Tag Archives: Peter Meijer

Former Rep. Rogers Enters Michigan Senate Race; New Candidate Announces in Texas; Alabama Redistricting Map Struck Down; Primary Results in RI-1 and UT-2

By Jim Ellis — Friday, Sept. 8, 2023

Senate

Michigan: Ex-Rep. Rogers Enters Senate Race — As expected, via a strong video announcement, former US Rep. Mike Rogers (R), who served in Congress from 2001 to 2015 and rose to chair the House Intelligence Committee, officially declared his US Senate candidacy.

“No candidate is better prepared to have an impact on day one,” Rogers said in his video announcement. “I’m ready to serve again.”

The Rogers entry gives the Republicans a top-tier candidate in a state that has trended against the GOP in the last two elections. Polling suggests the favored Democratic candidate, US Rep. Elissa Slotkin (D-Lansing), who represents the same Michigan congressional district as did Rogers, would have only a small lead to start the campaign.

Former US Rep. Peter Meijer is also a potential Republican candidate, though the Rogers entry would make him a major underdog in a statewide primary. Meijer was elected to the House in 2020 but lost his bid for renomination in 2022. Rep. Slotkin faces state Board of Education President Pamela Pugh, actor Hill Harper, and former state Rep. Leslie Love in the Democratic primary. Both Rep. Slotkin and Rogers should be viewed as heavy favorites to win their respective partisan primaries.

Texas: New Dem Candidate Announces — Republicans in the Texas legislature have been coalescing in an attempt to strip Nueces County District Attorney Mark Gonzalez (D) from his office for failing to prosecute large numbers of criminals, following the lead of several big city DA’s such as those in San Francisco, New York, and Los Angeles.

Instead of dealing with a potential legislative battle, Gonzalez abruptly resigned his post and then declared his candidacy for the US Senate. He, however, must first face US Rep. Colin Allred (D-Dallas) and state Sen. Roland Gutierrez (D-San Antonio) in the Democratic primary before getting a chance to make a statement in opposing incumbent US Sen. Ted Cruz (R). In what the Democratic leadership was hoping would become an easy primary for their favored candidate, Rep. Allred, is now evolving into something quite the opposite.

House

Alabama Redistricting: Replacement Map Struck Down — Yesterday, a federal three-judge panel in Alabama struck down the legislature and governor’s new map enacted to comply with the US Supreme Court’s June ruling that ordered a redraw for racial considerations. The argument rested upon census numbers indicating that a second majority minority seat could be drawn in the state.

The legislature’s map increased the African American population in District 2 from 30 to 39 percent, but the three-judge panel ruled the new plan did not go far enough. The judicial panel also ordered a special master to draw a new map.

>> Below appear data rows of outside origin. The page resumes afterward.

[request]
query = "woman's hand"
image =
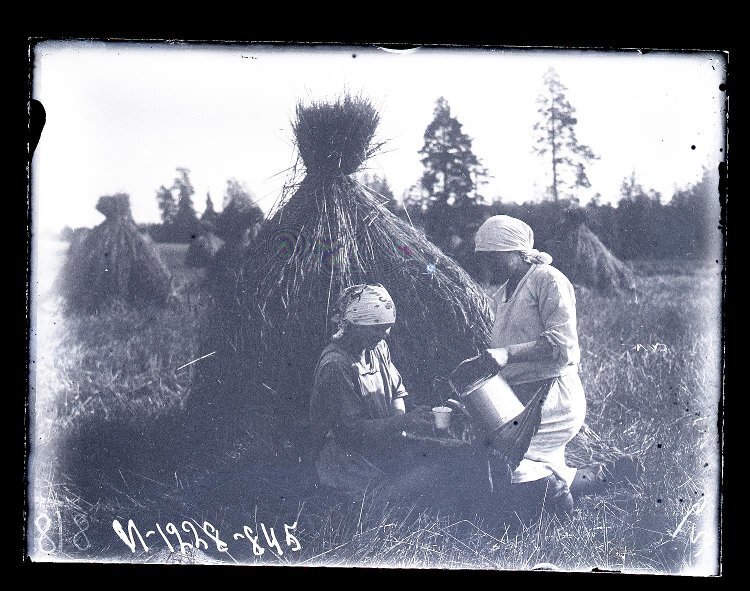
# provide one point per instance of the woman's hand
(497, 356)
(419, 419)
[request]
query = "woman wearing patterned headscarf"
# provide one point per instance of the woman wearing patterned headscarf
(357, 408)
(534, 339)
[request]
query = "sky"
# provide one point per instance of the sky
(121, 117)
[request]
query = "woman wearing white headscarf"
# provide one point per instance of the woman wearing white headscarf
(534, 338)
(357, 408)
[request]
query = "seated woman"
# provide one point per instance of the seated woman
(357, 408)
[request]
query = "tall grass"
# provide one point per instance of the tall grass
(651, 371)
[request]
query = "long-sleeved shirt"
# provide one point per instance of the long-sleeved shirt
(349, 394)
(543, 305)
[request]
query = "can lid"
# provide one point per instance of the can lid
(470, 374)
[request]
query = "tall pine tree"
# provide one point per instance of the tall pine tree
(209, 216)
(167, 205)
(452, 173)
(556, 141)
(186, 221)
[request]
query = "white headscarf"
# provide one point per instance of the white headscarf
(502, 233)
(364, 305)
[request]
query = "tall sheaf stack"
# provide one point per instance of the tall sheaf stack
(114, 261)
(330, 231)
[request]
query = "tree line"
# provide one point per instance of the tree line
(447, 202)
(448, 205)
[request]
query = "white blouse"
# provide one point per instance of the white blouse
(543, 305)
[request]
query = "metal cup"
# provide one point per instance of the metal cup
(441, 416)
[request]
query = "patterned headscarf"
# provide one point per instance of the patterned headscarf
(364, 305)
(502, 233)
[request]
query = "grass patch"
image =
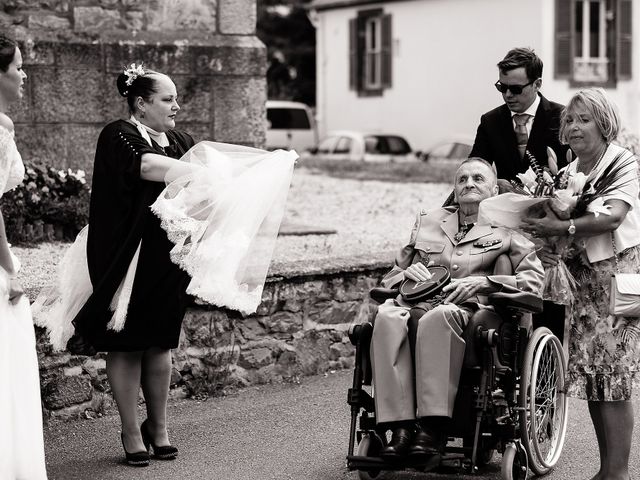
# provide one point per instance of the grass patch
(418, 172)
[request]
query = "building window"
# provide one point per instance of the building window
(370, 52)
(593, 41)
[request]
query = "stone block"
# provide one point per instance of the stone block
(312, 352)
(37, 53)
(252, 329)
(181, 15)
(255, 358)
(73, 371)
(133, 20)
(65, 95)
(239, 111)
(333, 313)
(238, 16)
(67, 146)
(67, 391)
(79, 55)
(165, 58)
(21, 112)
(282, 322)
(95, 19)
(339, 350)
(48, 22)
(95, 366)
(244, 58)
(195, 98)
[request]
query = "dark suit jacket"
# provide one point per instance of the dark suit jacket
(496, 139)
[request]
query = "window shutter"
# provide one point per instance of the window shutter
(387, 52)
(353, 54)
(624, 21)
(564, 27)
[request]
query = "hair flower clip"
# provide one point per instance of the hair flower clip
(134, 71)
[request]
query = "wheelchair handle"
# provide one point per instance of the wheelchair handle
(522, 301)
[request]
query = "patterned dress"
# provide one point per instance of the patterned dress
(604, 350)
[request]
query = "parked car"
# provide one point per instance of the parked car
(451, 149)
(368, 147)
(290, 125)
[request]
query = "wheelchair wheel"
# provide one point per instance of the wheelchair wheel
(543, 420)
(369, 446)
(514, 463)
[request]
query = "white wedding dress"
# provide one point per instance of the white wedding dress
(223, 219)
(21, 439)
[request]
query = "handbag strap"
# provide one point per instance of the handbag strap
(615, 253)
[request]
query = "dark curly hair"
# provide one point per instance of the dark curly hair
(8, 48)
(142, 86)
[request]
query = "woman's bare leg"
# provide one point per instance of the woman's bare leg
(156, 376)
(617, 421)
(123, 372)
(596, 418)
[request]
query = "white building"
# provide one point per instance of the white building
(426, 68)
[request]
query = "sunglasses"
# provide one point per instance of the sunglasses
(515, 89)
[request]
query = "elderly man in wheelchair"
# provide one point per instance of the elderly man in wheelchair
(417, 349)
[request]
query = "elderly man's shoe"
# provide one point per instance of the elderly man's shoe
(399, 444)
(425, 444)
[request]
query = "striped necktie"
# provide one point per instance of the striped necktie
(522, 136)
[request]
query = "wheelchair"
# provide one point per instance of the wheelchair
(511, 398)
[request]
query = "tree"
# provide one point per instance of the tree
(284, 27)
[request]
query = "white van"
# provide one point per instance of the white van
(290, 125)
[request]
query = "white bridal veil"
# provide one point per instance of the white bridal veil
(223, 219)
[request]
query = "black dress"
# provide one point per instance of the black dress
(119, 219)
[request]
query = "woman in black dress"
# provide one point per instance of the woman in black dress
(125, 240)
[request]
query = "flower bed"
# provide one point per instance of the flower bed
(48, 205)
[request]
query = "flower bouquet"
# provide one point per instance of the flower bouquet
(566, 194)
(538, 192)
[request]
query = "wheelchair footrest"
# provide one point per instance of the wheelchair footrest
(356, 397)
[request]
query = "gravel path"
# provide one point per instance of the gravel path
(369, 216)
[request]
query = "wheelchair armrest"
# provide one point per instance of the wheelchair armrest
(381, 294)
(520, 301)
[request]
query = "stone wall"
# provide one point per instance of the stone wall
(299, 329)
(74, 49)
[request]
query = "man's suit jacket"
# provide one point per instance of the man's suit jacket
(433, 239)
(496, 139)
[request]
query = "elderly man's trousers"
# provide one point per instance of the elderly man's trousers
(439, 354)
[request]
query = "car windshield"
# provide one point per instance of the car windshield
(386, 144)
(288, 118)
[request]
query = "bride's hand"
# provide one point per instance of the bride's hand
(15, 291)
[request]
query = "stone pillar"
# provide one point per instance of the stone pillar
(73, 52)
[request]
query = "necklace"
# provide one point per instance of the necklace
(462, 231)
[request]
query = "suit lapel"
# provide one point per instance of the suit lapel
(449, 226)
(540, 125)
(476, 232)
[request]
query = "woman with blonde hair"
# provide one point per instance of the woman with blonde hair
(604, 349)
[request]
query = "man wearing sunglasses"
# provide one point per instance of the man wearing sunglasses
(526, 121)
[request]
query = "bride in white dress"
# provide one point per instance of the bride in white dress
(21, 440)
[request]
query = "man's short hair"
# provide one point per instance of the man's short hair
(522, 57)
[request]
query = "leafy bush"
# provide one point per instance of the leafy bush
(49, 204)
(419, 172)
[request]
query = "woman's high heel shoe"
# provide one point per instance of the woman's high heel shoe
(137, 459)
(167, 452)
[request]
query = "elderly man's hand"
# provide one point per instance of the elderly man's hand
(418, 272)
(462, 289)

Alabama Attorney General Steve Marshall (R) stated immediately after the new ruling that the state will appeal the decision. Redistricting appeals automatically go to the US Supreme Court. Considering the time required for the appeal to be heard and ruled upon, there is some chance that a new map will not be in place until after the 2024 election.

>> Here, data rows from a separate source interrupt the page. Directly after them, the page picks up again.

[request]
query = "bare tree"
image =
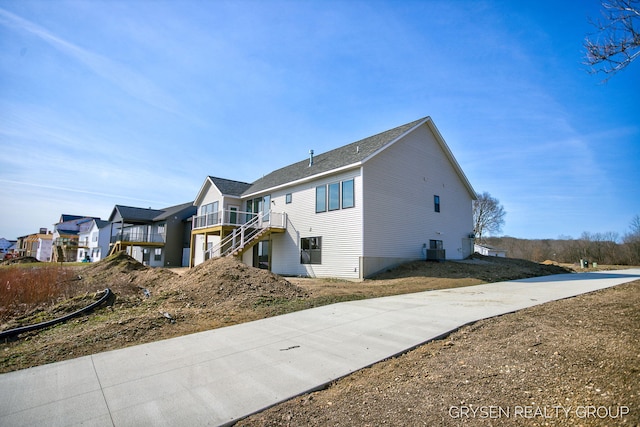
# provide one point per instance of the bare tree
(488, 215)
(617, 41)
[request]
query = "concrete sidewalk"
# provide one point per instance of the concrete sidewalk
(220, 376)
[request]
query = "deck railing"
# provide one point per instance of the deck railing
(247, 233)
(138, 237)
(222, 217)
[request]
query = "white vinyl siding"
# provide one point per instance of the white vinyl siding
(401, 182)
(340, 230)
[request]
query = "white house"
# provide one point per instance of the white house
(394, 197)
(93, 240)
(487, 250)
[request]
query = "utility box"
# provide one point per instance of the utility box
(436, 255)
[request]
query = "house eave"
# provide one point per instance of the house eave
(304, 180)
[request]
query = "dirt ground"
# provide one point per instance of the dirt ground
(579, 355)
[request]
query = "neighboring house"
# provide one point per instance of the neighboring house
(93, 240)
(155, 237)
(5, 246)
(487, 250)
(65, 237)
(37, 245)
(391, 198)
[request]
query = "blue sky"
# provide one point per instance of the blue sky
(136, 102)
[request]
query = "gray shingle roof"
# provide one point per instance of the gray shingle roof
(229, 187)
(334, 159)
(133, 214)
(183, 210)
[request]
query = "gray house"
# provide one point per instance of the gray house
(155, 237)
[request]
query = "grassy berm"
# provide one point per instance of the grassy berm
(580, 354)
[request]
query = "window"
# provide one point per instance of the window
(334, 196)
(310, 250)
(348, 197)
(330, 197)
(321, 198)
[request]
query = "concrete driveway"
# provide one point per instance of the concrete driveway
(220, 376)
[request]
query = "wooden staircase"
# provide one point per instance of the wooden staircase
(242, 238)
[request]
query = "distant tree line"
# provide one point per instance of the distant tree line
(603, 248)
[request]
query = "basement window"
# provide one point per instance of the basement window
(311, 250)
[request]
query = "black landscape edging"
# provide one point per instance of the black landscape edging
(108, 296)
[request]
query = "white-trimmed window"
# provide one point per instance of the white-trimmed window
(311, 250)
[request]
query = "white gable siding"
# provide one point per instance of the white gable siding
(341, 231)
(399, 188)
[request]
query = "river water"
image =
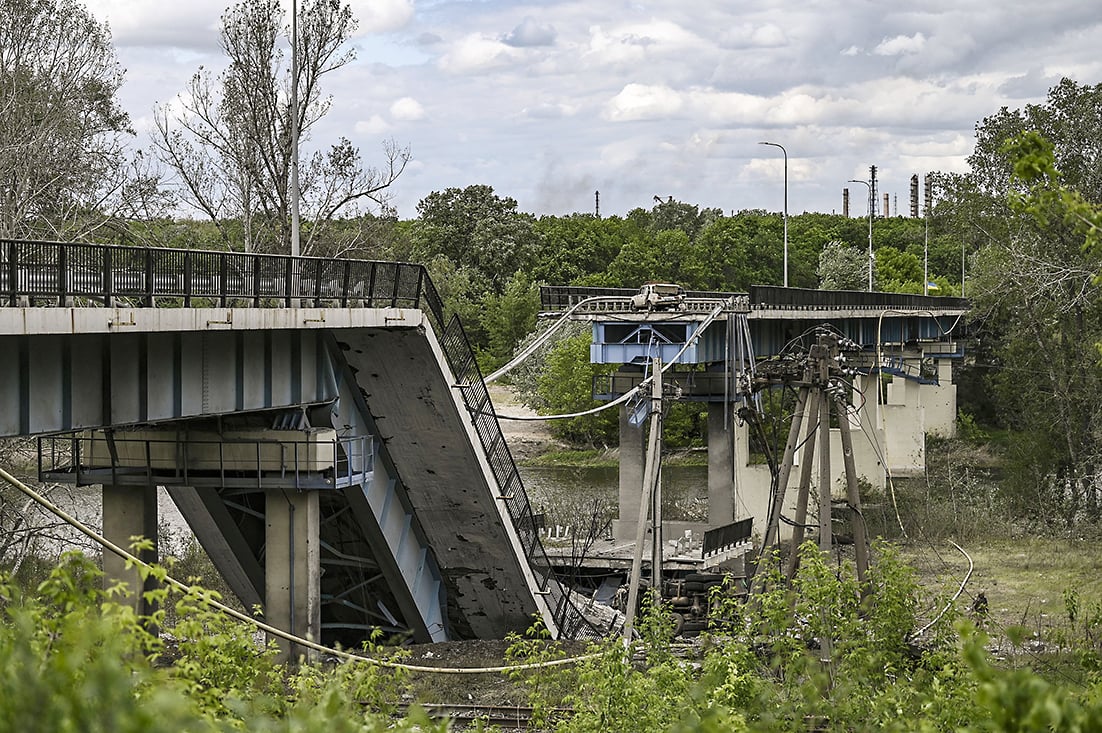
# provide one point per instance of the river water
(568, 496)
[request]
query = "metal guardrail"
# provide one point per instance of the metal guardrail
(764, 297)
(562, 298)
(571, 622)
(77, 273)
(554, 299)
(97, 456)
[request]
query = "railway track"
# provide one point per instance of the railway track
(507, 718)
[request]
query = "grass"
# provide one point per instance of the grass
(1027, 582)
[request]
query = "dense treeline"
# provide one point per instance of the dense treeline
(1009, 234)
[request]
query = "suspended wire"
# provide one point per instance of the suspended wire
(287, 636)
(638, 388)
(544, 336)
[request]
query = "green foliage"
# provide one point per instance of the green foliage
(509, 318)
(478, 233)
(566, 387)
(898, 271)
(842, 267)
(969, 430)
(546, 686)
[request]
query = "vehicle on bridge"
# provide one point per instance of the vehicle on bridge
(659, 297)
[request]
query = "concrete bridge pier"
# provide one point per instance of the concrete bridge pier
(130, 511)
(721, 451)
(292, 568)
(631, 461)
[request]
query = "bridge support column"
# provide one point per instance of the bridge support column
(292, 568)
(721, 487)
(633, 457)
(129, 511)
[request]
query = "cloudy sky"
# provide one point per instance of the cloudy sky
(550, 100)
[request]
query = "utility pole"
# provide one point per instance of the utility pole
(650, 476)
(871, 204)
(295, 222)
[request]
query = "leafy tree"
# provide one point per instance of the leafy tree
(842, 267)
(478, 232)
(65, 168)
(566, 386)
(738, 251)
(672, 214)
(1040, 310)
(897, 271)
(577, 246)
(510, 316)
(229, 140)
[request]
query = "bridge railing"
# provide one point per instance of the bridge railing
(79, 273)
(807, 299)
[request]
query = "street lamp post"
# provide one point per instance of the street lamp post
(777, 144)
(870, 230)
(295, 221)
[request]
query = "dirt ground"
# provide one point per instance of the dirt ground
(527, 439)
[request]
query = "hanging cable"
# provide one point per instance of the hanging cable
(287, 636)
(543, 337)
(643, 385)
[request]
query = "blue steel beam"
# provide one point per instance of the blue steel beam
(60, 383)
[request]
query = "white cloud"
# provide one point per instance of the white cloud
(476, 53)
(900, 45)
(407, 109)
(754, 35)
(531, 33)
(634, 42)
(371, 127)
(639, 101)
(381, 15)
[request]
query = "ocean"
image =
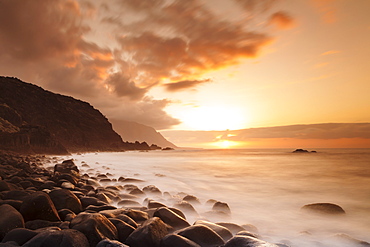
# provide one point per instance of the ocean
(265, 187)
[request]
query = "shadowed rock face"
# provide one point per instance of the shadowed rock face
(324, 208)
(64, 121)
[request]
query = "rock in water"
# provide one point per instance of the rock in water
(244, 241)
(172, 240)
(202, 235)
(171, 218)
(61, 238)
(149, 234)
(324, 208)
(39, 206)
(10, 219)
(95, 226)
(65, 199)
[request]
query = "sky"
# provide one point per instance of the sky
(196, 64)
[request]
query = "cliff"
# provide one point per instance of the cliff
(38, 121)
(132, 131)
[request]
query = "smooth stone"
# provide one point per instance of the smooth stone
(124, 230)
(39, 206)
(172, 240)
(95, 226)
(245, 241)
(220, 230)
(65, 199)
(202, 235)
(171, 218)
(110, 243)
(137, 215)
(61, 238)
(149, 234)
(9, 220)
(233, 228)
(221, 206)
(324, 208)
(19, 235)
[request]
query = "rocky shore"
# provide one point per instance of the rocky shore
(47, 202)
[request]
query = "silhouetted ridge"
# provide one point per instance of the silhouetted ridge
(38, 121)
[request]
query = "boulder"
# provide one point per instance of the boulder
(221, 206)
(324, 208)
(61, 238)
(110, 243)
(95, 226)
(245, 241)
(137, 215)
(9, 220)
(68, 167)
(172, 240)
(202, 235)
(19, 235)
(233, 228)
(124, 230)
(65, 199)
(171, 218)
(39, 206)
(149, 234)
(220, 230)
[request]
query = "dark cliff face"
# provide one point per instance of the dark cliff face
(46, 120)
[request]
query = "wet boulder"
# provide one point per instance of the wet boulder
(220, 230)
(149, 234)
(61, 238)
(171, 218)
(10, 219)
(324, 208)
(124, 230)
(39, 206)
(19, 235)
(245, 241)
(95, 226)
(65, 199)
(202, 235)
(172, 240)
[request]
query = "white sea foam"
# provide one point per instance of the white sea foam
(265, 188)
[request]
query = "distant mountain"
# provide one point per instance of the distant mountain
(132, 131)
(34, 120)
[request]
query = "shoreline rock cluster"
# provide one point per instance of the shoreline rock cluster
(40, 207)
(59, 207)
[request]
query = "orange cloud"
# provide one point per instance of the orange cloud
(180, 85)
(282, 20)
(327, 9)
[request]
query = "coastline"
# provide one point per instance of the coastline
(127, 211)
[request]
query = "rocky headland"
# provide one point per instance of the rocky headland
(37, 121)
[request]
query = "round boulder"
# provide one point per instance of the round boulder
(324, 208)
(39, 206)
(95, 226)
(9, 220)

RI-1: Ex-White House Aide Wins Special Dem Primary — The long-awaited special primary election to replace resigned Rep. David Cicilline (D) was conducted Tuesday, and former Biden and Obama Administration official Gabe Amo clinched the crowded Democratic primary with a 32-25-14 percent victory over former state Rep. Aaron Regunberg and state Sen. Sandra Cano (D-Pawtucket). The remaining nine candidates, including Lt. Gov. Sabina Matos, failed to even reach the 10 percent threshold.

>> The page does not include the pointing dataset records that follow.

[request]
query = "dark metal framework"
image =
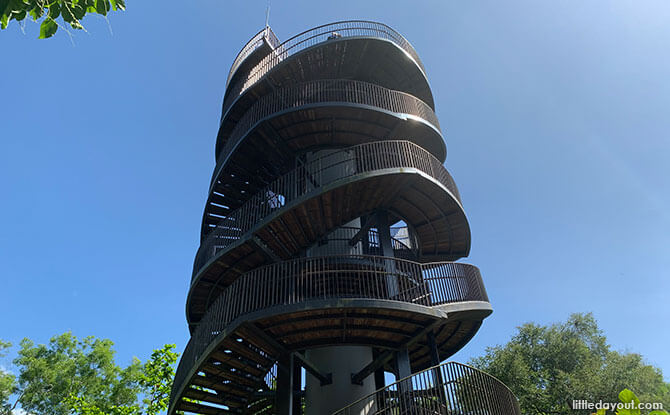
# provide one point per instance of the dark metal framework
(325, 141)
(449, 388)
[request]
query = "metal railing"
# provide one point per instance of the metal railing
(334, 277)
(448, 389)
(265, 35)
(311, 37)
(310, 178)
(339, 242)
(325, 91)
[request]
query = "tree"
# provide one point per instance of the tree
(7, 383)
(71, 12)
(71, 376)
(547, 367)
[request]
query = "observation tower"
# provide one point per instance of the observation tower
(328, 240)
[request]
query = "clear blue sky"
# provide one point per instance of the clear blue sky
(556, 116)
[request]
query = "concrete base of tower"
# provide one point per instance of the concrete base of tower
(341, 361)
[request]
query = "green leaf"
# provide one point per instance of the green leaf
(67, 14)
(102, 7)
(79, 11)
(627, 396)
(48, 28)
(54, 11)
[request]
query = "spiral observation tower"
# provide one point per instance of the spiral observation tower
(325, 282)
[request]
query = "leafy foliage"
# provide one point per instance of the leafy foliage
(72, 376)
(547, 367)
(51, 12)
(7, 383)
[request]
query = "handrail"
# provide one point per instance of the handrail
(266, 34)
(338, 242)
(324, 91)
(311, 37)
(311, 176)
(318, 278)
(449, 388)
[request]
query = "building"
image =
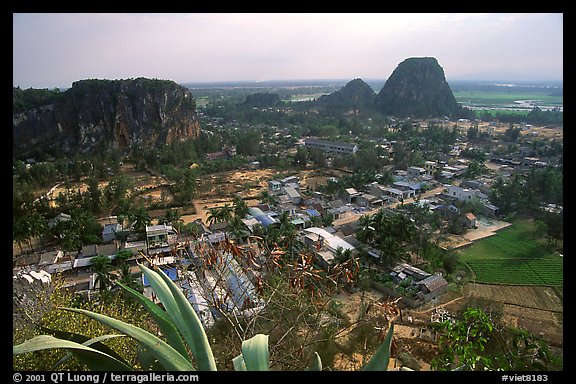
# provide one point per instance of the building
(326, 244)
(414, 172)
(332, 147)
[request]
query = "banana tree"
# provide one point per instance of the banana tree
(185, 346)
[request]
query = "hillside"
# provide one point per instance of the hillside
(417, 88)
(101, 114)
(355, 95)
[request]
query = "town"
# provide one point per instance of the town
(358, 212)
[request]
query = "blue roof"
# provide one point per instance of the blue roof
(312, 212)
(170, 272)
(262, 218)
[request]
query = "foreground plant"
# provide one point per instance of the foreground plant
(186, 347)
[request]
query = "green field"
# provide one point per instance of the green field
(516, 255)
(501, 98)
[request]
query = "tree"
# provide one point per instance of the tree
(240, 207)
(301, 157)
(102, 266)
(462, 342)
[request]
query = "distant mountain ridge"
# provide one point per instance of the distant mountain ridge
(416, 88)
(356, 94)
(99, 114)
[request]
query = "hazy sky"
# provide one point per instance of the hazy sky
(55, 49)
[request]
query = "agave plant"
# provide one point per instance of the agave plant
(185, 347)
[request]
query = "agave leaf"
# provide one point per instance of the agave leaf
(166, 325)
(239, 364)
(170, 359)
(93, 358)
(147, 360)
(255, 353)
(316, 364)
(379, 362)
(184, 316)
(82, 339)
(90, 343)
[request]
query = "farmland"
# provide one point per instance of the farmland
(516, 256)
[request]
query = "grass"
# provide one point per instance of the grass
(505, 97)
(516, 255)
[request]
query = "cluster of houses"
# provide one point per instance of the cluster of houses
(229, 288)
(220, 285)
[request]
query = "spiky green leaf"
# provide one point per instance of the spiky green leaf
(255, 353)
(239, 364)
(93, 358)
(316, 364)
(166, 355)
(184, 316)
(90, 343)
(161, 318)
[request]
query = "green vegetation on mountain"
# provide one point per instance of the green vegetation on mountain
(417, 88)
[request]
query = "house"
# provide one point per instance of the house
(432, 287)
(430, 167)
(464, 194)
(274, 186)
(369, 201)
(109, 232)
(290, 180)
(414, 172)
(415, 188)
(325, 244)
(263, 218)
(60, 217)
(351, 194)
(293, 194)
(469, 220)
(56, 261)
(332, 147)
(159, 237)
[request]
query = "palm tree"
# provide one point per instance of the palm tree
(237, 228)
(266, 198)
(213, 215)
(225, 213)
(240, 206)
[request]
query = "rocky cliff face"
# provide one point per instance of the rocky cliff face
(356, 94)
(100, 114)
(417, 88)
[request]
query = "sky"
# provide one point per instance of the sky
(56, 49)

Amo will be a lock to defeat the Republican winner, military veteran Gerry Leonard Jr. in the Nov. 7 special general election and upon election will be the first person of color to represent Rhode Island in Congress.

UT-2: Party-Endorsed Candidate Claims GOP Nomination in Special Primary — In Utah’s 2nd District, where Rep. Chris Stewart (R-Farmington) will resign his seat on Sept. 15 due to family considerations, polling suggested that former state Rep. Becky Edwards had a significant lead in a three-way contest, and early vote counting seemed to confirm this prediction.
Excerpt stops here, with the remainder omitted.